Logic

Given the distinction in the last bit of verse, anything praised in the vegetable kingdom (presumably) is a flower, while any growing thing not praised (admired) is a weed.  Thus ironweed (so named for its hard stem, according to my sources) is a weed if it's not admired and a flower if those lovely purple blooms earn praise for the plant.  One must conclude here that the distinction is neither a good one, nor true.  Yet, the verse seems to work.  It has rhythm and rhyme and it teases us with an interesting distinction, eventhough the distinction does not hold up under serious examination--well, under examination.  There is however, an underlying concern here as well: what is the relationship between art and truth?
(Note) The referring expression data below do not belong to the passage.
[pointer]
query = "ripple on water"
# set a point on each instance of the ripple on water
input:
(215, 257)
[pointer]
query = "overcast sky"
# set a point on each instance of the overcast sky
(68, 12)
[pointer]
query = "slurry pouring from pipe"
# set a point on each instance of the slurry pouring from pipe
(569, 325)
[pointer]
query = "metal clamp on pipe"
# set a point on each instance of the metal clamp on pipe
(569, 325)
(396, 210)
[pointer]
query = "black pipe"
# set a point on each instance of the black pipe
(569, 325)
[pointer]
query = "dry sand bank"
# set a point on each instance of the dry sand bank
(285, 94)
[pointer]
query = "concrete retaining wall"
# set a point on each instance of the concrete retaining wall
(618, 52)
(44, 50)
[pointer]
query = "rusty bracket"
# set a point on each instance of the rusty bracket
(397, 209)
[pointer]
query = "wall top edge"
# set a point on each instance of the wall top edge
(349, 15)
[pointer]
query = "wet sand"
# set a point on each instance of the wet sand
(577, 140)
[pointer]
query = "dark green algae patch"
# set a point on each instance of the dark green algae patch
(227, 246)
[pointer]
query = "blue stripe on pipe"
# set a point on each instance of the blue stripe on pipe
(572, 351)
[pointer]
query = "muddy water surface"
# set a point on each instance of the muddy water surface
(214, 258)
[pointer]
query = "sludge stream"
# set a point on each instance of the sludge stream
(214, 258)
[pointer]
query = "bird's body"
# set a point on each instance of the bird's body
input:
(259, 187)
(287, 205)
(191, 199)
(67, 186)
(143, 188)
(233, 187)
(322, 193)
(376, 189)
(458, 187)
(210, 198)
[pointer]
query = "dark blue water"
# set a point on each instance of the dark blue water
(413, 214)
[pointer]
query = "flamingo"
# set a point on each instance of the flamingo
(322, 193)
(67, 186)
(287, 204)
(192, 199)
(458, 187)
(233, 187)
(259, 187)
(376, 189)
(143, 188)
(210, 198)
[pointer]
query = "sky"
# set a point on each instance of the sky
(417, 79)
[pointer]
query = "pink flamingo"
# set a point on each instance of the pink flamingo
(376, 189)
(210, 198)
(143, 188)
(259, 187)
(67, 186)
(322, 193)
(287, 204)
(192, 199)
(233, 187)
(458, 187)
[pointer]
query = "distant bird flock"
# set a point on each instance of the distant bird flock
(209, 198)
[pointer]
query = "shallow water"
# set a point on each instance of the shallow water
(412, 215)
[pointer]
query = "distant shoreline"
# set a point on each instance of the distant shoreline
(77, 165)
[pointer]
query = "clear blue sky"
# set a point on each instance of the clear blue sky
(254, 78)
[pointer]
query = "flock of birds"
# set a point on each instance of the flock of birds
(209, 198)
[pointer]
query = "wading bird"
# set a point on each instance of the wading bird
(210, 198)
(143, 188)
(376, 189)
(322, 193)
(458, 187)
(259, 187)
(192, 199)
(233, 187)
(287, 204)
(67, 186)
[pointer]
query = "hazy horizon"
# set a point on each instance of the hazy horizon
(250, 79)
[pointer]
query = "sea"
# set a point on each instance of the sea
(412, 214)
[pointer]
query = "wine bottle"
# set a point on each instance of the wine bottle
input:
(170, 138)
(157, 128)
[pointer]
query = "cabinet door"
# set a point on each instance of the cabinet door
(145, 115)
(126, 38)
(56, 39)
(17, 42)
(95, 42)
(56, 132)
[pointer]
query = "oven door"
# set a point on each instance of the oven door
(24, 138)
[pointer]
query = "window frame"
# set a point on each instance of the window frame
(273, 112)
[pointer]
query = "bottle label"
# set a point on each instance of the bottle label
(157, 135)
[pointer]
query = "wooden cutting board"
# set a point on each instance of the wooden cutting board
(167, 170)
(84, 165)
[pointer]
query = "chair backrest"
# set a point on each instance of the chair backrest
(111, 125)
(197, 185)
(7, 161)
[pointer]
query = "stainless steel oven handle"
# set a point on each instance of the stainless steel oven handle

If we approach this tiny bit of verse from the perspective that we have a person thinking here in the verse, then the poem allows us a glimpse into the narrator's mind.  In that case the poem's level of truth doesn't reside in  its assertions about weeds and flowers but about its representation of the narrator's vision.  This narrator sees the world in this somewhat simplistic fashion: any plant praised is a flower; any plant not admired is a weed.  The real truth of this poem, so called, is then the failure of the narrator's vision.  He or she has not looked closely at the natural world of vegetation to see what it really means, which, I would argue, is what art is really about finally.

There is no ironweed in the verse.  The narrator really isn't interested apparently.